Los indios sentados en el gran atrio sonríen ante la representación del juicio de Dios contra los primeros padres, los sin ombligo. Entre los arcos de la capilla, se han construido peñones, árboles, todo el jardín de la primera felicidad. Aves de oro y pluma se posan en las ramas. Los papagayos hacen ruido. Los ocelotes asoman entre las ramas del Edén. En el centro, el árbol de la vida con las manzanas de oro. Un paraíso de abril y mayo. Los guajolotes se esponjan y agitan la guedeja del papo rojo. Los niños vestidos de animales hacen cabriolas en el escenario. Adán y Eva aparecen en la inocencia del albor. Eva molesta a Adán. Le ruega, lo atrae; él la rechaza con aspavientos. Eva come del árbol y Adán acepta morder la manzana. Los indios ríen por un momento, pero sus rostros se llenan de espanto cuando descienden Dios y sus ángeles. Dios ordena a los ángeles vestir a Adán y Eva. Los ángeles muestran a Adán cómo ha de labrarse la tierra; entregan a Eva husos para hilar. Adán es desterrado y puesto en el mundo: los indios lloran y los ángeles se dirigen a la concurrencia, cantando:


Para qué comió

la primera casada,

para qué comió

la fruta vedada.


I’ll give you back

your time


El viejo Lincoln convertible se detuvo frente a las arcadas de la plaza. El joven rubio y barbado metió el freno de mano y abrió la portezuela; a su lado la muchacha vestida con pantalón negro, suéter y botas negras se desperezó y el negro con sombrero de charro le besó el cuello y rió. Del asiento de atrás saltó a la calle empedrada, con la guitarra en la mano, el muchacho alto con el pelo largo y revuelto y las mallas color de rosa y la chaqueta de cuero y la otra muchacha, casi escondida detrás de los espejuelos oscuros, el sombrero de alas anchas y caídas, la trinchera con las solapas levantadas, se puso de pie y se quitó los anteojos para conocer la fisonomía de Cholula: despintada, sin cejas, con los labios borrados por la pintura pálida, guiñó los ojos y le ofreció la mano al joven que cerraba su portafolio de cuero amarillo y, en contraste con los demás, vestía un saco de tweed marrón y pantalones grises. Lo comentó al cerrar el portafolio:

– Algún día los he de convencer.

– No tiene importancia-. La muchacha vestida de negro se encogió de hombros y tomó posesión de los portales.

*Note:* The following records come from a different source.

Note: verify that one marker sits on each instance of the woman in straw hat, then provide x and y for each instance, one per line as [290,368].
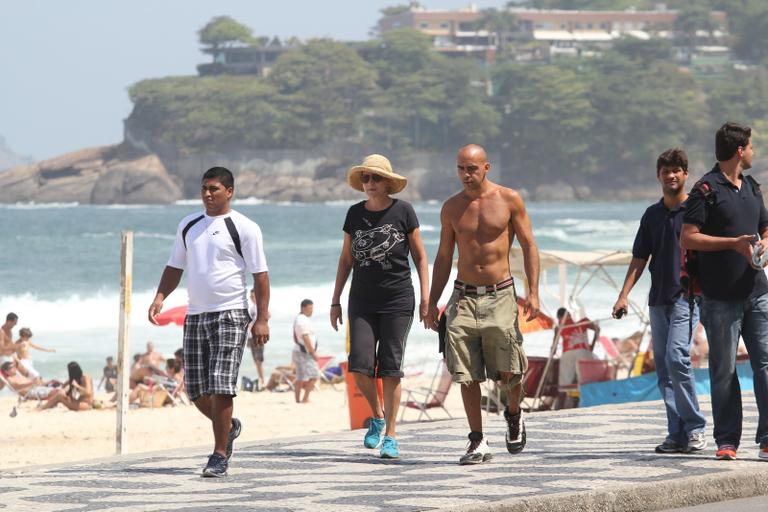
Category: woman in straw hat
[378,235]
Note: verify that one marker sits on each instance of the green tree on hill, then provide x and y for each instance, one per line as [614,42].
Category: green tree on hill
[547,122]
[643,110]
[223,31]
[323,86]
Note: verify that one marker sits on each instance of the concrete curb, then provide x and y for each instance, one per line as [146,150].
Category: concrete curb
[683,492]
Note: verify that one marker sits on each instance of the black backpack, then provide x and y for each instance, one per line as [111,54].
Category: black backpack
[230,227]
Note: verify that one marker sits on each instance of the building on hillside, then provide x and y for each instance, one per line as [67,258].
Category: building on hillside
[464,31]
[241,60]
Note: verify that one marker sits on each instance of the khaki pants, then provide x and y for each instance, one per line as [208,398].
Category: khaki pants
[483,338]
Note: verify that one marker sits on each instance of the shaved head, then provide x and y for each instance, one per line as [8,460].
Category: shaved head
[473,152]
[472,165]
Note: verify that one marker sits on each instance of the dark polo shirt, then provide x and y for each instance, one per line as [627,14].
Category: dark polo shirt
[658,237]
[727,275]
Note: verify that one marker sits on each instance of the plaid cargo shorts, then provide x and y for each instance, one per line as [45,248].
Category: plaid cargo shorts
[213,349]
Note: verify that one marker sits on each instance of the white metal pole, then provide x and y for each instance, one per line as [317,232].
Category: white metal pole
[123,342]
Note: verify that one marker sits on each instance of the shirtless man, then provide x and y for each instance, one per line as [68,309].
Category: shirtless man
[482,335]
[23,345]
[7,348]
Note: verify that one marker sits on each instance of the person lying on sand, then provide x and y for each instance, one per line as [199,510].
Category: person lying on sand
[77,393]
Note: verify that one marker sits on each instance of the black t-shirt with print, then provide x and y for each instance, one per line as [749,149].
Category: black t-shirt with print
[381,276]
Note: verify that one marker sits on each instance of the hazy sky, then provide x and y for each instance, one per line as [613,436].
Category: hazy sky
[65,66]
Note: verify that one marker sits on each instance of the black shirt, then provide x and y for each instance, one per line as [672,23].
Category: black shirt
[381,277]
[727,275]
[658,237]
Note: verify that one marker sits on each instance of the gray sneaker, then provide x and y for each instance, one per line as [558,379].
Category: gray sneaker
[477,450]
[669,446]
[696,443]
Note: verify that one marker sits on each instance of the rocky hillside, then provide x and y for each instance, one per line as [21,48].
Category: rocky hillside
[102,175]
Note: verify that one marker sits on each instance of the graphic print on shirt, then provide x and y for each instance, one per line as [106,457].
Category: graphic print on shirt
[375,245]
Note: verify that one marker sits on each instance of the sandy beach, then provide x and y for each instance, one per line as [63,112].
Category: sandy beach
[56,436]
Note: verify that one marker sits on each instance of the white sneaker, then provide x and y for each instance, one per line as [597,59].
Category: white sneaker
[696,442]
[477,450]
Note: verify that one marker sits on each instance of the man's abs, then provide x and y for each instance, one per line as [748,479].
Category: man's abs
[485,264]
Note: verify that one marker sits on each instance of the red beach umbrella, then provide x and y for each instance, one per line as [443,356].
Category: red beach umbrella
[173,315]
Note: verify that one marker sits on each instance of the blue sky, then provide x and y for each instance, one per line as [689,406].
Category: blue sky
[66,65]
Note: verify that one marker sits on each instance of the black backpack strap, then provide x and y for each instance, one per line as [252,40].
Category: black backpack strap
[234,234]
[188,227]
[706,190]
[755,185]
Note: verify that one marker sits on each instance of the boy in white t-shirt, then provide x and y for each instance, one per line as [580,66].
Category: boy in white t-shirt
[304,355]
[217,249]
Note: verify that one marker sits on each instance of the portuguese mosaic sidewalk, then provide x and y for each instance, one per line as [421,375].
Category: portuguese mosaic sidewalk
[597,458]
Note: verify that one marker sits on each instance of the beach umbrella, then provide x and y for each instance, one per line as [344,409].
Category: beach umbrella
[173,315]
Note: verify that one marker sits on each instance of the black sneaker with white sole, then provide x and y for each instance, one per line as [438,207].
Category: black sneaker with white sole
[515,432]
[217,466]
[477,450]
[234,433]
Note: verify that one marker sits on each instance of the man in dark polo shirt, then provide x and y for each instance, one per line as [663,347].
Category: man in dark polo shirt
[670,312]
[725,216]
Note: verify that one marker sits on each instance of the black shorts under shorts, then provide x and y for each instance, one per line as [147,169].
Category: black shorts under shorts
[213,349]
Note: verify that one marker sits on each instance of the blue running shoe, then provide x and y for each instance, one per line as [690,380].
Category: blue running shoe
[389,448]
[373,436]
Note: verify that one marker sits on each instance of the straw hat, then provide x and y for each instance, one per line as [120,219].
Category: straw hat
[376,164]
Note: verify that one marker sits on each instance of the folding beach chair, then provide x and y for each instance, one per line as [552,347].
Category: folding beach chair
[434,396]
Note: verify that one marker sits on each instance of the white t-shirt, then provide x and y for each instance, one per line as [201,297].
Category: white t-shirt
[301,326]
[216,274]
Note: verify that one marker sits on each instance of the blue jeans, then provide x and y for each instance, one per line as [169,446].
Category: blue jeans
[724,321]
[672,337]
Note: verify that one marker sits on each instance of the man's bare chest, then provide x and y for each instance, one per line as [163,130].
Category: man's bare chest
[482,223]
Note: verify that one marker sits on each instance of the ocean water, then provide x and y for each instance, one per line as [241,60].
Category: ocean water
[60,264]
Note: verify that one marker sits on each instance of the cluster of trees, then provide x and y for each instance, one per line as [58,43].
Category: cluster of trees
[575,119]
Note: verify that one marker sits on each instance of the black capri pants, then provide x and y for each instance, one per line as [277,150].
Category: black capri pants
[377,343]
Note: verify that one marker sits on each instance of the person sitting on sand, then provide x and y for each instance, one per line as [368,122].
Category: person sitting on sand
[109,377]
[152,357]
[77,393]
[22,345]
[139,370]
[281,375]
[26,387]
[18,377]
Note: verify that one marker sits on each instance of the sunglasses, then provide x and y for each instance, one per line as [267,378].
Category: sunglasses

– Sí, sí tiene-. El joven cerró el portafolio. -La música se trae por dentro. No hay necesidad de disfrazarse. La verdadera révolte se hace vestido como yo.

– Oye hombre: así lo asustamos más-. El muchacho alto se desarregló la cabellera lacia.

– ¿Es aquí? -preguntó la muchacha de las cejas depiladas, indefensa como un albino ante la plaza seca, desnuda, aplastada por la intensa resolana.

– Apuesta tu alma -dijo el negro.

En la calle, la muchacha vestida de negro encendió su radio transistor y buscó una estación.

El conductor, el rubio barbado, garabateó con un lápiz blanco sobre el parabrisas del convertible:


property of the monks


y la muchacha encontró la estación en el cuadrante y el muchacho alto se secó el sudor de la frente y empezó a acompañar la música de la radio con la guitarra y los seis se fueron caminando bajo las arcadas y cantando juntos, abrazados.


I’ll give you back your time.


Yo sólo escuché el gruñido y el llanto unidos, inseparables, que quise localizar en el cofre del automóvil.